I may not be good at setting timing but did it according to info and my light was still intermittent and it jumped around some still but not as much as it was jumping. I had to retard distributor from original position (we had marked) to get the timing to jump around the right 5 degree mark. RPM's were reduced. With distributor back in original position, it showed too much advance.
It all sounded like it fixed the problem and I thought all was fine (and its almost right now) but when drove truck under load it had insufficient power (the kind that runs smooth but sounds like a deep sucking sound instead of truck going good) and had a slight irregular cut out.

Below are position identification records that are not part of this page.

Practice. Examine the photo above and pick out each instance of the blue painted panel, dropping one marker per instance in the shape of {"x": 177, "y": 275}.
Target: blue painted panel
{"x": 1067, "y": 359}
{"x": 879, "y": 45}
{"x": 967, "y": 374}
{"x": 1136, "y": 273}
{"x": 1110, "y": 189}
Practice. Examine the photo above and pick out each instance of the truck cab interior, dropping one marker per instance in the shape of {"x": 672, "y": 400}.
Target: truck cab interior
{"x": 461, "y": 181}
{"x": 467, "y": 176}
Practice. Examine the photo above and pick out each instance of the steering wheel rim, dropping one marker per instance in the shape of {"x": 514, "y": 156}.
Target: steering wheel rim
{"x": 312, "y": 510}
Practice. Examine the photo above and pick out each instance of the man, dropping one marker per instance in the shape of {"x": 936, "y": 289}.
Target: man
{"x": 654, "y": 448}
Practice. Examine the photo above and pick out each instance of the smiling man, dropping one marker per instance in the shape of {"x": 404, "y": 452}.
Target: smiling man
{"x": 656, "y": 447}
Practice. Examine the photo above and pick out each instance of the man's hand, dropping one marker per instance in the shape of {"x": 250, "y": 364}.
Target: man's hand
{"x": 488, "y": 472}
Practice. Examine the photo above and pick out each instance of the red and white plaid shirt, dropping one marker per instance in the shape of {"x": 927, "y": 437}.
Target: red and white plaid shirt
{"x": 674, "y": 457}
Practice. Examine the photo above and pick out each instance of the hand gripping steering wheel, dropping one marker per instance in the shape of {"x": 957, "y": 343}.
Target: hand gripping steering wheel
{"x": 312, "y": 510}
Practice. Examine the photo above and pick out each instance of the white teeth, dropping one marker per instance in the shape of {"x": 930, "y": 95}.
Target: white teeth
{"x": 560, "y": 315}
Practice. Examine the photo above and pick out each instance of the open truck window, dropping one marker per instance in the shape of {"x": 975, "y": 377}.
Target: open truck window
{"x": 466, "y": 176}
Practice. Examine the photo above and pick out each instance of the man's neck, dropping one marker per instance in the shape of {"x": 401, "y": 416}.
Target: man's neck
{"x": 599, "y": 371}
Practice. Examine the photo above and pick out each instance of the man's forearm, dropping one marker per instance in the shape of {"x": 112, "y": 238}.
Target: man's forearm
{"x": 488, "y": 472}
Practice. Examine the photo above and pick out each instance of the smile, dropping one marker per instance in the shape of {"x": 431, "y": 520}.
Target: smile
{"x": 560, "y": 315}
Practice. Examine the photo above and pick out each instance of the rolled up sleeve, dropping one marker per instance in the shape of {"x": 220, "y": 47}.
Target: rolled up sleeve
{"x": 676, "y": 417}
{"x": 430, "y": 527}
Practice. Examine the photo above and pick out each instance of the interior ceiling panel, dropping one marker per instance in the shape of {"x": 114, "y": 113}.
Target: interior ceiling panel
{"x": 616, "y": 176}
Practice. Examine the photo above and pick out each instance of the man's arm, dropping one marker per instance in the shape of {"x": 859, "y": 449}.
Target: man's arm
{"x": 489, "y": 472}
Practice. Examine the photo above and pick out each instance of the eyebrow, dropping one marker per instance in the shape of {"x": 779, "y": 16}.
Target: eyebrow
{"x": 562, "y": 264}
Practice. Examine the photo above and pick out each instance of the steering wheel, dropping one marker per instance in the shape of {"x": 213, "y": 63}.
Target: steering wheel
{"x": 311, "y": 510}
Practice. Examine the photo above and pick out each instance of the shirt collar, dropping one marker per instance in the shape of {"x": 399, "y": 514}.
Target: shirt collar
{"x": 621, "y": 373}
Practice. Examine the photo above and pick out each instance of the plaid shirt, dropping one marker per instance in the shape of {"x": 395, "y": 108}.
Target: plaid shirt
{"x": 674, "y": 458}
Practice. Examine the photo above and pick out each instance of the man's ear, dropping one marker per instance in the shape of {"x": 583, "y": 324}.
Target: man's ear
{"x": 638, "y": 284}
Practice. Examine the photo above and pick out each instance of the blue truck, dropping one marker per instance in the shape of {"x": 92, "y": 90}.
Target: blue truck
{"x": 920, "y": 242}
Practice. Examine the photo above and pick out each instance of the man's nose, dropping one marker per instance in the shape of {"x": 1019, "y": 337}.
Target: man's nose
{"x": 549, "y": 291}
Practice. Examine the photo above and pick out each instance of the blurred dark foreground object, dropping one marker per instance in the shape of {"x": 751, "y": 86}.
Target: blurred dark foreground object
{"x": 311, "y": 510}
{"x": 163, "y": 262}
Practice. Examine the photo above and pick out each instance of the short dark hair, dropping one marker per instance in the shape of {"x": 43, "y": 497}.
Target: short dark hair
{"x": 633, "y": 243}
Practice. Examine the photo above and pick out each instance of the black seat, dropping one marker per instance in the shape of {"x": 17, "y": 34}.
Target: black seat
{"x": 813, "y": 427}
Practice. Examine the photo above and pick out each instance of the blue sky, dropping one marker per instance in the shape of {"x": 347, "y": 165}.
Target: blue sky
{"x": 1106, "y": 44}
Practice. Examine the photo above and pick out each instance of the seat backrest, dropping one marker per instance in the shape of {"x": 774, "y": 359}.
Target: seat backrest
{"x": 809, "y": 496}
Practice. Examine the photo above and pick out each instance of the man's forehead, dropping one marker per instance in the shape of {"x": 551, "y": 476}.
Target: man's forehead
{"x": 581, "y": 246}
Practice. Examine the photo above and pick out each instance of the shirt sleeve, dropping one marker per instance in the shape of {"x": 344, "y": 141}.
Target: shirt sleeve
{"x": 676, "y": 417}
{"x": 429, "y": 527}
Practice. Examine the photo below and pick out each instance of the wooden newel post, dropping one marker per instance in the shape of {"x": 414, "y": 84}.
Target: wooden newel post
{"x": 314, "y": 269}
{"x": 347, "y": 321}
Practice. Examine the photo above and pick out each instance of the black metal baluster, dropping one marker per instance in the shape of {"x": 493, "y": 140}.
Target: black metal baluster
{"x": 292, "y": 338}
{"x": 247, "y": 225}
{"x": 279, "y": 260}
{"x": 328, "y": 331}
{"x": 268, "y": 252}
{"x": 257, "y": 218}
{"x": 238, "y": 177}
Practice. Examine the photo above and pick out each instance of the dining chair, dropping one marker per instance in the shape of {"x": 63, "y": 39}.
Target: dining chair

So, put distributor back to original position (which is a little bit back from maximum rpms per advance) and the truck ran better but still under powered and missing some.
My bads: 1. When I saw the distributor go in right position one tooth over, I got hopeful and then forgot to pull dist. All the way out to check the gears over? Should I pull it back out and check?

2. Old geizer forgot and left the wrench on the crankshaft pulley shaft when started the truck and it took the crank shaft pulley bolt off. I have it back on but not fully torqued (can't remember how I locked up engine to do this?) In case that might cause the bad running engine (assuming not).

I'm assuming moving rotor is tight enough not to be moving on its own?
So, I haven't got a clue now or what would cause a distributor to skip a tooth or did it? Are we chasing the timing chain?

I did hear a noise in engine top or front but it wasn't exactly a slapping and it has now stopped.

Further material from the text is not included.